The times when it was problematic to express views tended to be unbook related - there were very polarised views about the war in Iraq, for example - but I think those would have been difficult discussions in any on-line forum.
Suz Brockmann has always had very close relationships with her fanbase, and certainly a lot of people on the board would have gone to signings, and weekend events. That’s where the ‘we are all strangers’ thing stops being true - you eventually get a core community who know each other off-line too.

I came to the board because I liked the books, but I stayed there because I liked the group that posted there: we shared interests, and a sense of humour. Whether there were so many blogs at that time I don’t know: but I wasn’t aware of them. Wouldn’t see that posting to a MB is more strange & obsessive than blog-hopping. In a lot of ways it’s exactly the same thing - talking to people (who you may not actually know) about the sort of books you enjoy, and other day-to-day trivia.

Just as a general thought, most of the things that annoy you about rabid fans would annoy me too. I’m not sure about the fanfic though. If it’s well written, it can be fun. And it can go places - the first stuff I read by Stephanie Vaughan was a sort of fanfic on the Brockmann board.

Sorry about the long post. You did ask.

Marianne McA

xina 03.05.07 at 3:24 pm

I tend to think the internet is a vehicle for people obsessed with many things. I don’t understand the thinking of a fangirl because I am not that kind of reader. I read a book, like it or dislike it, put it down and move on. Being obsessed with an author or a character in a book seems ridiculous to me. I tend to think some people have very little in their life outside of the internet and sad, but true…some live their life through their keyboard. The fangirl seems to be the perfect example of that sort of person.

Sybil 03.05.07 at 12:57 pm

OMG!!!!

I was just about to do the top ten… for rabid fangrrls!

toooooooo funny :shocked:

Tara Marie 03.05.07 at 11:55 am

I almost wrote something very similar for my RTB post tomorrow (you did a better job), but decided to not to as I figure people are sick to death of hearing me complain about fangirls. :smile:

Honestly, If I were an author I’d be really afraid if I were generating this type of “enthusiasm”. Unless of course I was Teddy Pig, the hostage idea’s a good one. :devil:

Avid Reader 03.05.07 at 10:49 am

I think it has PLENTY of potential for you Teddy.

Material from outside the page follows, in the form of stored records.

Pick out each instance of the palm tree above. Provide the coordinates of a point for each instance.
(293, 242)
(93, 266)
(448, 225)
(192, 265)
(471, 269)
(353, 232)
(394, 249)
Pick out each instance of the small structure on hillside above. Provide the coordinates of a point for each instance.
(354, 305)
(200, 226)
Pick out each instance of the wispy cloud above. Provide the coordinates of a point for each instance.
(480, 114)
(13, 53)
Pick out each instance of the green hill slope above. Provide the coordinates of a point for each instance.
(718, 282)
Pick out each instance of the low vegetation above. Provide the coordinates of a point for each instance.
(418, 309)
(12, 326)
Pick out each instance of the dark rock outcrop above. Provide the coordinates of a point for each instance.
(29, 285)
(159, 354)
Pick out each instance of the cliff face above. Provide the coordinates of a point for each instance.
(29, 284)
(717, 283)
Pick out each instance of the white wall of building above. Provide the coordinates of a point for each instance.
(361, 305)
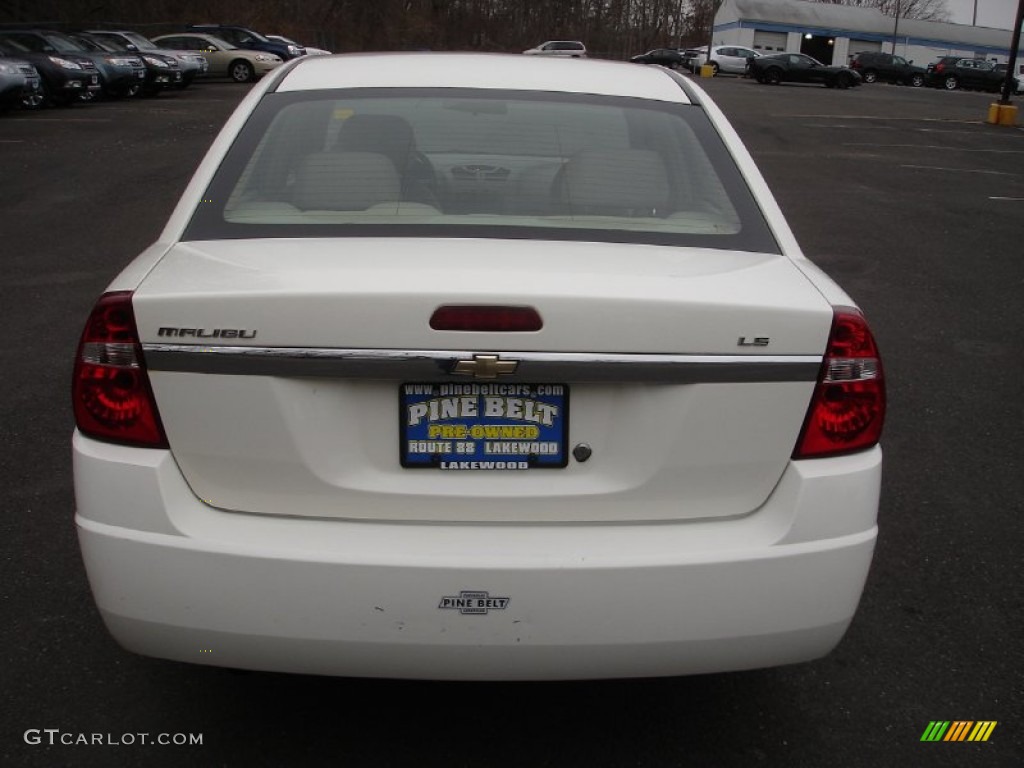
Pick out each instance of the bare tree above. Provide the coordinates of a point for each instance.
(926, 10)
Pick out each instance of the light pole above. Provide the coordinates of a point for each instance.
(896, 28)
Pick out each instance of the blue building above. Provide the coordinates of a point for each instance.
(834, 33)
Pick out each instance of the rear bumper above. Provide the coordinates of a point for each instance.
(176, 579)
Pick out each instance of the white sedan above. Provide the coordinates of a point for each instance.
(726, 58)
(477, 367)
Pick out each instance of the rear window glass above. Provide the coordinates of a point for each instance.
(458, 163)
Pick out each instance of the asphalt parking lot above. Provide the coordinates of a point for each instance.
(905, 196)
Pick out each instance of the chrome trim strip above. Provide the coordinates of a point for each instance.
(435, 365)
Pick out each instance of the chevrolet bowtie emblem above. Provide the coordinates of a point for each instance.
(485, 367)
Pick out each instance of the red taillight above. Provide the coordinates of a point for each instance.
(494, 318)
(111, 389)
(849, 402)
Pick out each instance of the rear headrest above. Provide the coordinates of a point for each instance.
(387, 134)
(344, 181)
(627, 182)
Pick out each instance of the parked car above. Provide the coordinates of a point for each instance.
(118, 74)
(566, 48)
(111, 62)
(971, 74)
(18, 84)
(243, 37)
(190, 65)
(309, 51)
(799, 68)
(1018, 81)
(222, 57)
(665, 56)
(728, 58)
(888, 68)
(62, 76)
(637, 436)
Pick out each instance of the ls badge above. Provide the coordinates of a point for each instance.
(473, 603)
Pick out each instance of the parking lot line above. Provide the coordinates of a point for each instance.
(875, 145)
(958, 170)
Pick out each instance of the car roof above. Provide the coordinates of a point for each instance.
(487, 71)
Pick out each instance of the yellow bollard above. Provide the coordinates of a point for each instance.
(1001, 114)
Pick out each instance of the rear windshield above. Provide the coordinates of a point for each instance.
(482, 164)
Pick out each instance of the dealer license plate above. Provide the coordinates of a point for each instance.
(477, 426)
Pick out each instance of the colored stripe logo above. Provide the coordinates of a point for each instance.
(958, 730)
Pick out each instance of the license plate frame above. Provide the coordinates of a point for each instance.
(483, 426)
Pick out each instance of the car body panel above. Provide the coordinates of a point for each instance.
(663, 56)
(278, 524)
(64, 76)
(190, 64)
(732, 59)
(559, 48)
(18, 80)
(888, 68)
(799, 68)
(247, 39)
(960, 72)
(219, 53)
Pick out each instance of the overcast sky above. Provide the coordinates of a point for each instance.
(998, 13)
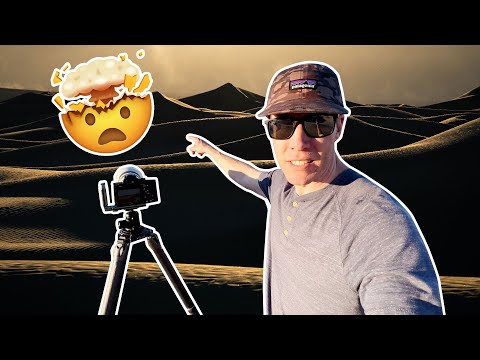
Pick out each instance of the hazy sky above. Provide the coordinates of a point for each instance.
(416, 75)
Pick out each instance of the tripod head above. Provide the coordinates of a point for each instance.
(130, 190)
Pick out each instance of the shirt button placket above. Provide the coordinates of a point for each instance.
(290, 218)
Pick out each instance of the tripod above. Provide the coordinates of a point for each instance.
(130, 230)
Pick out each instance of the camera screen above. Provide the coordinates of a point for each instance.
(128, 197)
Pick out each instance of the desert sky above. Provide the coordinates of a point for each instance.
(371, 74)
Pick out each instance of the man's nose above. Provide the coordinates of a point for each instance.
(299, 140)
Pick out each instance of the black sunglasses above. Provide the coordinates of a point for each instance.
(315, 126)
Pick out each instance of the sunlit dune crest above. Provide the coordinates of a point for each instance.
(12, 174)
(191, 273)
(42, 239)
(195, 274)
(24, 206)
(448, 138)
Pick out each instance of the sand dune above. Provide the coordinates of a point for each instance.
(26, 108)
(467, 101)
(423, 155)
(47, 121)
(383, 111)
(7, 94)
(224, 97)
(168, 109)
(38, 134)
(161, 139)
(356, 131)
(420, 127)
(13, 143)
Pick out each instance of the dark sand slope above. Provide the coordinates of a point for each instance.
(160, 140)
(436, 178)
(467, 101)
(26, 108)
(225, 97)
(50, 209)
(422, 127)
(195, 195)
(360, 136)
(7, 94)
(216, 289)
(168, 109)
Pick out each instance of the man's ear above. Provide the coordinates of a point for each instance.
(339, 126)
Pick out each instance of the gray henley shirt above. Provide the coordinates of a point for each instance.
(349, 248)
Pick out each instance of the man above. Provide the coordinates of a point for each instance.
(337, 242)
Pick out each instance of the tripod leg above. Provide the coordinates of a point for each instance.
(171, 273)
(120, 252)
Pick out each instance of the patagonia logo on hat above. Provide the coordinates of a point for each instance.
(303, 84)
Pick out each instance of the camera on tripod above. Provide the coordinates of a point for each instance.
(130, 190)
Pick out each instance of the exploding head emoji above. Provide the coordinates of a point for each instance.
(105, 105)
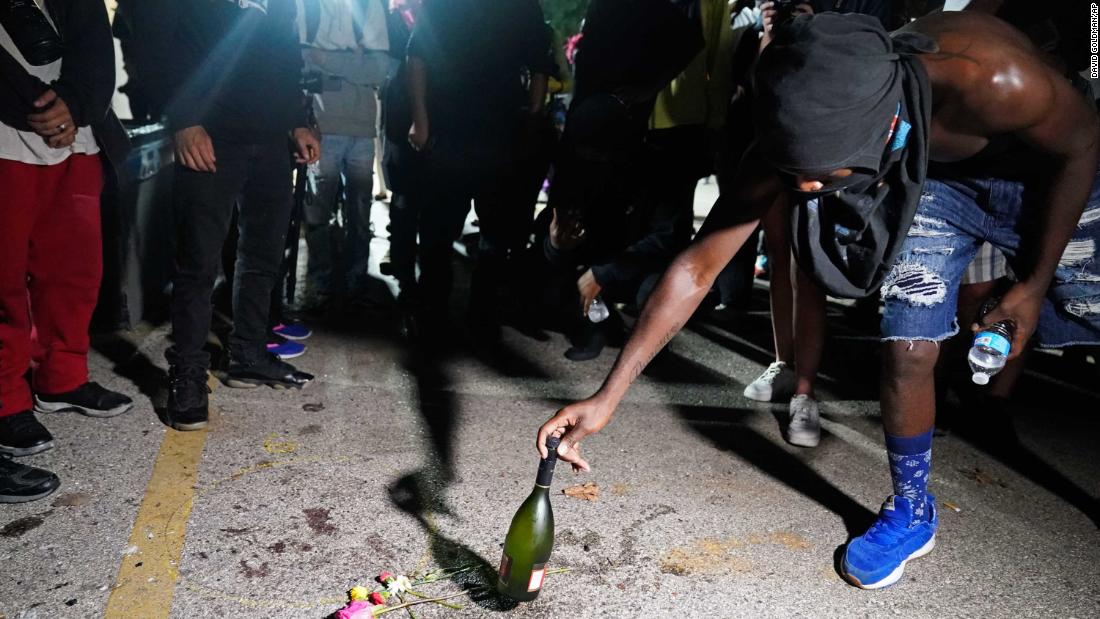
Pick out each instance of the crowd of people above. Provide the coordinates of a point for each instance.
(945, 166)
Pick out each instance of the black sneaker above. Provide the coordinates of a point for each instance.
(268, 369)
(90, 399)
(188, 401)
(22, 434)
(21, 484)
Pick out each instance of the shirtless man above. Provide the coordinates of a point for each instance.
(858, 125)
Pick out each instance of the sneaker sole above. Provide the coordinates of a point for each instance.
(895, 575)
(13, 499)
(20, 452)
(801, 440)
(757, 395)
(293, 338)
(252, 384)
(45, 407)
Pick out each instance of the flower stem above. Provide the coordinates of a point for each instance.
(433, 599)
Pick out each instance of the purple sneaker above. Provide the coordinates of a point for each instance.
(285, 349)
(293, 331)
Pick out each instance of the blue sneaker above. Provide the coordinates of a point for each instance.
(285, 349)
(293, 331)
(877, 559)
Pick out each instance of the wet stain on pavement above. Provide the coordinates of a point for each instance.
(237, 531)
(319, 520)
(72, 499)
(18, 528)
(620, 489)
(251, 572)
(715, 556)
(275, 446)
(587, 540)
(705, 556)
(791, 541)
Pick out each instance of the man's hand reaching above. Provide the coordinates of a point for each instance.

Go for it. LOL.

Teddy Pig 03.05.07 at 10:28 am

I am considering creating these series characters that readers fall in love with and then holding them hostage threatening to kill them off one by one unless I receive money.

I think it’s got potential.

Avid Reader 03.05.07 at 8:46 am

[quote comment=”7432”]I think that Jacqueline Carey’s books where the first where I started seeing people tattooing themselves, inspired by the book. I also think that fandom behavior can be viral (ie., one person says, I’m going to get a BDB tatt and then another thinks, Oh, I am just as big a fan).[/quote]

Interesting. It just goes to show how impressionable people are regardless of their behavior online or off. I’m always fascinated by readers who take it to this extreme. What is the point in all of this? I can love a book like say Sarah Monette’s work but I feel no need to rush out and tattoo myself. Maybe there is something wrong with ME. Hee. :cool:

Jane 03.05.07 at 8:39 am

I think that Jacqueline Carey’s books where the first where I started seeing people tattooing themselves, inspired by the book. I also think that fandom behavior can be viral (ie., one person says, I’m going to get a BDB tatt and then another thinks, Oh, I am just as big a fan).